Anche il prologo dell'Era di Apocalisse risulta quanto meno pacchiano: un viaggio indietro nel tempo di Legione, folle figlio di Xavier che nel tentativo di uccidere Magneto finisce per assassinare il genitore; il cristallo M'kraan che cristallizza tutta la realtà...
In un mondo dove Xavier, morto, non ha potuto addestrare giovani mutanti l'immortale En Sabah Nur, alias Apocalisse, ha avuto buon gioco nel sottomettere l'intero Nord America e nello sterminare gran parte della popolazione civile in campi di concentramento. Il suo credo, la "legge del più forte", è portata alle più estreme conseguenze, ma rimangono dei paladini alla causa dell'umanità: gli X Men addestrati e riuniti da un Magneto che, in questa realtà, lotta per il sogno di integrazione genetica propugnato da Xavier.
L'atmosfera è cupa come non mai, gli eventi spesso eccessivi ma assolutamente giustificati dal clima di terrore e disperazione che si respira sotto il guanto di ferro di Apocalisse.
Di gran livello il lavoro di scrittori quali Lobdell, Loeb, Nicieza (giusto per citarne alcuni) e di disegnatori in ottima forma, tra cui spiccano i Kubert e uno Ian Churchill in una forma a mio avviso smagliante.
Che si tratti di una delle saghe più importanti degli ultimi anche risulta chiaro anche dal "Ritorno all'Era di Apocalisse" (per la verità assai meno intenso e interessante del suo predecessore) proposto dalla Marvel per festeggiare i dieci anni dell'evento.
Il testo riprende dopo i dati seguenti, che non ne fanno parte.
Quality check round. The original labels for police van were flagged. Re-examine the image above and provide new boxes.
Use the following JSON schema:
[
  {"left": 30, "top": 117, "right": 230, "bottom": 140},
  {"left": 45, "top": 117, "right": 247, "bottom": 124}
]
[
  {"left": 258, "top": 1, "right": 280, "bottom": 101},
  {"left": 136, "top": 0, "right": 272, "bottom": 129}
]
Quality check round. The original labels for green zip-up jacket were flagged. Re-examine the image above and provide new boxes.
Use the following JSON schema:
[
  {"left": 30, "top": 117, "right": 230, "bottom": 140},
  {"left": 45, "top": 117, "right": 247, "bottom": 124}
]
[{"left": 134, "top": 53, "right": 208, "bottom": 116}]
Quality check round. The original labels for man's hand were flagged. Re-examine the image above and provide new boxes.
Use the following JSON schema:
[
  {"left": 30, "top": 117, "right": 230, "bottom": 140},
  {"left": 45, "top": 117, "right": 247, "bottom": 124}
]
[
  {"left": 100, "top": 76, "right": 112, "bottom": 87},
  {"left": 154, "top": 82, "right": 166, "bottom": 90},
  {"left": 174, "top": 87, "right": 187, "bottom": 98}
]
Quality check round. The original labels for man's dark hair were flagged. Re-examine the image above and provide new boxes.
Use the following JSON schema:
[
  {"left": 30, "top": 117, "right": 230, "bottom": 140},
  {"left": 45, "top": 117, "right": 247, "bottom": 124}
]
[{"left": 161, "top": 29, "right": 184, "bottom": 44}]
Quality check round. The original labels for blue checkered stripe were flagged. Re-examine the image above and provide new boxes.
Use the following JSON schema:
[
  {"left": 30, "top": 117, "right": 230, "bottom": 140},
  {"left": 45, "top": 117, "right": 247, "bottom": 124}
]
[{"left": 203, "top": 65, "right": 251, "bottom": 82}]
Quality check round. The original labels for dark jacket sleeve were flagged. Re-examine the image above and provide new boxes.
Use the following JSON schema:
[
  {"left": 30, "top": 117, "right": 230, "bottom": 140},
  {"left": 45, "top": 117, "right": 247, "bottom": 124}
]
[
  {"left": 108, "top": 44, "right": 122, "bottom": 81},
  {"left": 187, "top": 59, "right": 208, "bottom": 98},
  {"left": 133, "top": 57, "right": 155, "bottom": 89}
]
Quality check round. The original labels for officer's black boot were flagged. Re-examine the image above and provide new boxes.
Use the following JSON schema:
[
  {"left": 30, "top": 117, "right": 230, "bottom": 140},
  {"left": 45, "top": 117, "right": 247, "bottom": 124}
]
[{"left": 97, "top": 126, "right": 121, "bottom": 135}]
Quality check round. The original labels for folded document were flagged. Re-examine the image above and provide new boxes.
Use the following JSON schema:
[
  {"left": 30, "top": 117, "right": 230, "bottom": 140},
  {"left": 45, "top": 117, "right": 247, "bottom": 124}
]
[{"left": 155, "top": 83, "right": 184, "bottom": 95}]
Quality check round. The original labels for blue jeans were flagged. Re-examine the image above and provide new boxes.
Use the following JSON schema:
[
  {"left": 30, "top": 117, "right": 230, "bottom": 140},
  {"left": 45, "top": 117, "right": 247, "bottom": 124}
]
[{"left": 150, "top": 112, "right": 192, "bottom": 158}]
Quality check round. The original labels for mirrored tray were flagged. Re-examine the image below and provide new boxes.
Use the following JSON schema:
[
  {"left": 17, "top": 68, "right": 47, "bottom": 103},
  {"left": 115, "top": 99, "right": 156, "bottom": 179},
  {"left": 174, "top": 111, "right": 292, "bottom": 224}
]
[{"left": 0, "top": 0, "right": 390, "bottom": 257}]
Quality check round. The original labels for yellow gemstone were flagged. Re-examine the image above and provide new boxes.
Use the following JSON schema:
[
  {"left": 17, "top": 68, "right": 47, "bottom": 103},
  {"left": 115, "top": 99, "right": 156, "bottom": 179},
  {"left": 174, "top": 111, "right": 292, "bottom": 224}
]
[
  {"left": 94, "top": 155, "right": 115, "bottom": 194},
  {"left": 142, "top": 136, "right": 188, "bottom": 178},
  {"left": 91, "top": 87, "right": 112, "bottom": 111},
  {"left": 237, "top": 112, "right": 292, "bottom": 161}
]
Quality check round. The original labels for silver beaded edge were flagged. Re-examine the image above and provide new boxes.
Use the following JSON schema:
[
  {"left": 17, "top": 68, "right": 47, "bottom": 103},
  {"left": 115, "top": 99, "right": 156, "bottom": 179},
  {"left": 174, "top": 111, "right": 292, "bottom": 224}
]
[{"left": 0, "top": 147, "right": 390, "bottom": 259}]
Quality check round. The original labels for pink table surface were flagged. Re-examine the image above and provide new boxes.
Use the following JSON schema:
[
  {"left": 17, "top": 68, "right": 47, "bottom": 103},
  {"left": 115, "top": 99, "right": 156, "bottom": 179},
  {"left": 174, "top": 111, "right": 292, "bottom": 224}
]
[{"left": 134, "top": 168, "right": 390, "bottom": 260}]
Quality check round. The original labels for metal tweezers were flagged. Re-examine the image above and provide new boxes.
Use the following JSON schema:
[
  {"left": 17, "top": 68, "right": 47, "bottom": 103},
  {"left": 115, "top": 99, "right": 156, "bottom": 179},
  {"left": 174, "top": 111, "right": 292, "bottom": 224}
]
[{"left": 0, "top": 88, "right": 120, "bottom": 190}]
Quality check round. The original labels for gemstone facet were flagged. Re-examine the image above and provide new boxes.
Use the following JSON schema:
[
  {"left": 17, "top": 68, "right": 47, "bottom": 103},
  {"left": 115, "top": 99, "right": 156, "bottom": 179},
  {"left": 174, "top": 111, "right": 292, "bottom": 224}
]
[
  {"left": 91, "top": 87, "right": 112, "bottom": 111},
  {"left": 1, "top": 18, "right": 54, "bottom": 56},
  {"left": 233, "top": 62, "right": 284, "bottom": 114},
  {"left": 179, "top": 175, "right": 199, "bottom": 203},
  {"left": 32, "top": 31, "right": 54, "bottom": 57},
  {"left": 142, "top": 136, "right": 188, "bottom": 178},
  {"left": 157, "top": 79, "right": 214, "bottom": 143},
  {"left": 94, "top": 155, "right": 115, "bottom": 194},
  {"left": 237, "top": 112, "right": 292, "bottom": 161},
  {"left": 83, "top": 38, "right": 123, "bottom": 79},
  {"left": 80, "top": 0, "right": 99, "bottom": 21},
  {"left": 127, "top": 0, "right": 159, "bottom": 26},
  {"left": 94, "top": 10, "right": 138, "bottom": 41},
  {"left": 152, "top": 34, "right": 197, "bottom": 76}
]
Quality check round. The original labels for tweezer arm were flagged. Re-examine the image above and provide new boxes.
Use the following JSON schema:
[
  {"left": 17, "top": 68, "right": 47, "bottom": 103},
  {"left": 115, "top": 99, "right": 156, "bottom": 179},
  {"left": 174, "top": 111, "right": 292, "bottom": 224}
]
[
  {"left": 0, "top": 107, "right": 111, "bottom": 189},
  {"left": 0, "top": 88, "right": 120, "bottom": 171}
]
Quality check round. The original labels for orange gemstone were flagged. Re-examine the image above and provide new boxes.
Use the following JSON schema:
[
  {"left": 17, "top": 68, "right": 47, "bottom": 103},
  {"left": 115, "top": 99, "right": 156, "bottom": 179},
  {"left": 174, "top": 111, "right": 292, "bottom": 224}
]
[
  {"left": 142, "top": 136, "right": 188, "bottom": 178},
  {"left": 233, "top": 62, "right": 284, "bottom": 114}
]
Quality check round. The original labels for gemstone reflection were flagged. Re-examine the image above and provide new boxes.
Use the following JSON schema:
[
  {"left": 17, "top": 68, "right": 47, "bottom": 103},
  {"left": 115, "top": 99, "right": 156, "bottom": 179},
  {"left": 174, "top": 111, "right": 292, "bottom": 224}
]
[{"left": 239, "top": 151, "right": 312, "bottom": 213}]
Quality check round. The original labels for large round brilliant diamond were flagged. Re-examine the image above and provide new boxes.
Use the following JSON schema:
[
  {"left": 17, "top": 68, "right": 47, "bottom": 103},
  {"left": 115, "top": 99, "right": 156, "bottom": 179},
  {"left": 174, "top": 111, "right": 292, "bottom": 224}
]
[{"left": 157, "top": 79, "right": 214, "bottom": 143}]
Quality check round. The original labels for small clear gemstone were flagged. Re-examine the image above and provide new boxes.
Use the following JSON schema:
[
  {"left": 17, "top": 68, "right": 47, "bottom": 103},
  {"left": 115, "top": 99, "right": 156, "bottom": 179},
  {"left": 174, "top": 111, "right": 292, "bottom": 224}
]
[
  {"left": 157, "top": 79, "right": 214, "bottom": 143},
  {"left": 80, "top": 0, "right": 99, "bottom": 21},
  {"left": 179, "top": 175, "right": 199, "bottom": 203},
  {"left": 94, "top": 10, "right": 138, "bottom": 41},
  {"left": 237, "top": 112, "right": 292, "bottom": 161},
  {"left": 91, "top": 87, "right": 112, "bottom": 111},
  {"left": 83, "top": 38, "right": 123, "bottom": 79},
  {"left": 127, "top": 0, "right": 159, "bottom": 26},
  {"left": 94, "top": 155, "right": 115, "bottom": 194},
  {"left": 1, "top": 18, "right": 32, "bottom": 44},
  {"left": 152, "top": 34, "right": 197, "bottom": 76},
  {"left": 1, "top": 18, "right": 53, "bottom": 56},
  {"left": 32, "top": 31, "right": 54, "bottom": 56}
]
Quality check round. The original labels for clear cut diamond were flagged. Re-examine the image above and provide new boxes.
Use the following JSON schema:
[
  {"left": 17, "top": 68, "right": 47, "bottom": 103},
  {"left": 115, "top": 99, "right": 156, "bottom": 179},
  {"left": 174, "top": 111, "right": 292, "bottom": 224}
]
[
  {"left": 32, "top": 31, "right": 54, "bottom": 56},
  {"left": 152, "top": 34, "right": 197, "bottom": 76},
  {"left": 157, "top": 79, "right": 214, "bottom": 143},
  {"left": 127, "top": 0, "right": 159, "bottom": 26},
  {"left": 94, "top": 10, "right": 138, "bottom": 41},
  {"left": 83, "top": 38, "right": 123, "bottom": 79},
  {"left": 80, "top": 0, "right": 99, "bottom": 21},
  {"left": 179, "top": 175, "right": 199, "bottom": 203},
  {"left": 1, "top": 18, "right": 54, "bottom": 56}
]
Qualche nota sul confezionamento: l'intera saga è raccolta in quattro corposi volumi di cui il primo consta di qualche racconto autoconclusivo, di una miniserie e di un prologo tutt'altro che imprescindibili per la comprensione degli avvenimenti. Il cuore del racconto si sviluppa negli imperdibili volumi 2, 3 e 4, ma se avete qualche soldino da parte e siete collezionisti con la C maiuscola dubito vi farete sfuggire anche il primo tomo.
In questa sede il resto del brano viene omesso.